Any slightly ‘gothically’ inclined person or avid 80s and 90s music fan will immediately point out how heavily inspired by The Cure almost every track by Blume is. It’s so impossibly hard not to notice. Almost everything, drum tempos, and beats, clean echoing guitar, synths, melancholy melodies, sound like a never-ending homage to The Cure. A few moments can be noticed to have a totally new style that doesn’t seem like it’s attached to The Cure’s hip. These moments, such as vocal intonation and effect, and the opening tune from this record “Dawn,” (which has the strangest but yet calming museum music feel to it) come and go almost too quickly for anyone to notice. The meat of the record is almost too heavily inspired by another band. This does not mean were looking at a bad piece of art; but unfortunately, there is a crucial element of novelty we are missing to be remembered as a unique artist, and I am afraid we are either experiencing Blume shoot themselves in the foot or a whole corner of life that has never even heard of The Cure and somehow has ended up as a reincarnation of the same sound.

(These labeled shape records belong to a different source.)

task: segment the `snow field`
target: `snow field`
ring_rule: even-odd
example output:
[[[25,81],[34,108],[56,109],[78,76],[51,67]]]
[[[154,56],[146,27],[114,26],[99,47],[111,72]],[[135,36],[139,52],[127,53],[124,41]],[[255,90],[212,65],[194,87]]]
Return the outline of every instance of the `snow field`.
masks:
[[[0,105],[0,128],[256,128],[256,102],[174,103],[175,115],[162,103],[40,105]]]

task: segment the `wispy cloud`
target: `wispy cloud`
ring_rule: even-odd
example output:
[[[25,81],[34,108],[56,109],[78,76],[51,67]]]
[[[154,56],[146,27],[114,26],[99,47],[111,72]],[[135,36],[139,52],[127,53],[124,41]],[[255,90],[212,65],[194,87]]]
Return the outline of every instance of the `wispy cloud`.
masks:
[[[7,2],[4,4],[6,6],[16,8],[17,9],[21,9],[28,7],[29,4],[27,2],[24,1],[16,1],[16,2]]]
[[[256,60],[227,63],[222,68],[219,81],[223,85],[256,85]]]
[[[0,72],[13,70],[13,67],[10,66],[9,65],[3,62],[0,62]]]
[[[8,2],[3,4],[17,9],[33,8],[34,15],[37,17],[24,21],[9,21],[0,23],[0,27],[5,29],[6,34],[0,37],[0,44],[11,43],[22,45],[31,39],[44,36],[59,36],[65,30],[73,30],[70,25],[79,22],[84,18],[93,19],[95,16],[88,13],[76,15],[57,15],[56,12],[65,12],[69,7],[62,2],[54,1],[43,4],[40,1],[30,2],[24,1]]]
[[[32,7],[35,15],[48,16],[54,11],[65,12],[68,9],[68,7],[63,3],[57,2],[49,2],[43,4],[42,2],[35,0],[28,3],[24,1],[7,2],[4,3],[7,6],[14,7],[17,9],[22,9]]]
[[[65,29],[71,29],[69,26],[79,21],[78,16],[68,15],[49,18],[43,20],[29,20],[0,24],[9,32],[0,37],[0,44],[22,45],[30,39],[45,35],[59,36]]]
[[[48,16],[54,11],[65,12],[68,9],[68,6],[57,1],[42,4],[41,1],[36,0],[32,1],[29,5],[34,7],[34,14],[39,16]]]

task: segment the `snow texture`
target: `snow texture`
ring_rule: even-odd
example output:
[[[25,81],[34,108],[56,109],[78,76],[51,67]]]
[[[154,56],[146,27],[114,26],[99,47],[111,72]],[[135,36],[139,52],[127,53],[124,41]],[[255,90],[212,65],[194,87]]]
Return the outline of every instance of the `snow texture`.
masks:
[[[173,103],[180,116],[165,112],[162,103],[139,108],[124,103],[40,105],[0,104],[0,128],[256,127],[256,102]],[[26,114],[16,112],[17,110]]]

Blume is a solo artist based in Edmonton, but what is more painful to realize is that there is a more popular band with the same name, not from Canada. Now we can all argue over band/artist names, but when trying to fight confusion, there is little to be said about choosing a name that already exists, whilst offering music that is almost identical to a whole other artist. Particularly speaking, the attention to this kind of detail remains quite essential, if one is to angle themselves to move forward in the music industry. This idea falls apart if the intention of a musical project is purely to have fun with no specific goal in mind, but this tends to become a finicky scenario for everyone else involved. Lacking drive and intention is a complicated thing to deal with because most humans feel this as an innate necessity in the meaning of life.
I would like to think that even with so much influence, and such strong feelings that probably every musical artist has lived through, we can strive to bring our own selves to the table. Our own psyches have so much to offer, why cover it up with things that already have made their place in the universe? It seems as if the lines between worth-while actions, and doing something because you have to do something have become blurred in the pursuit of what could have been something much more soul-opening.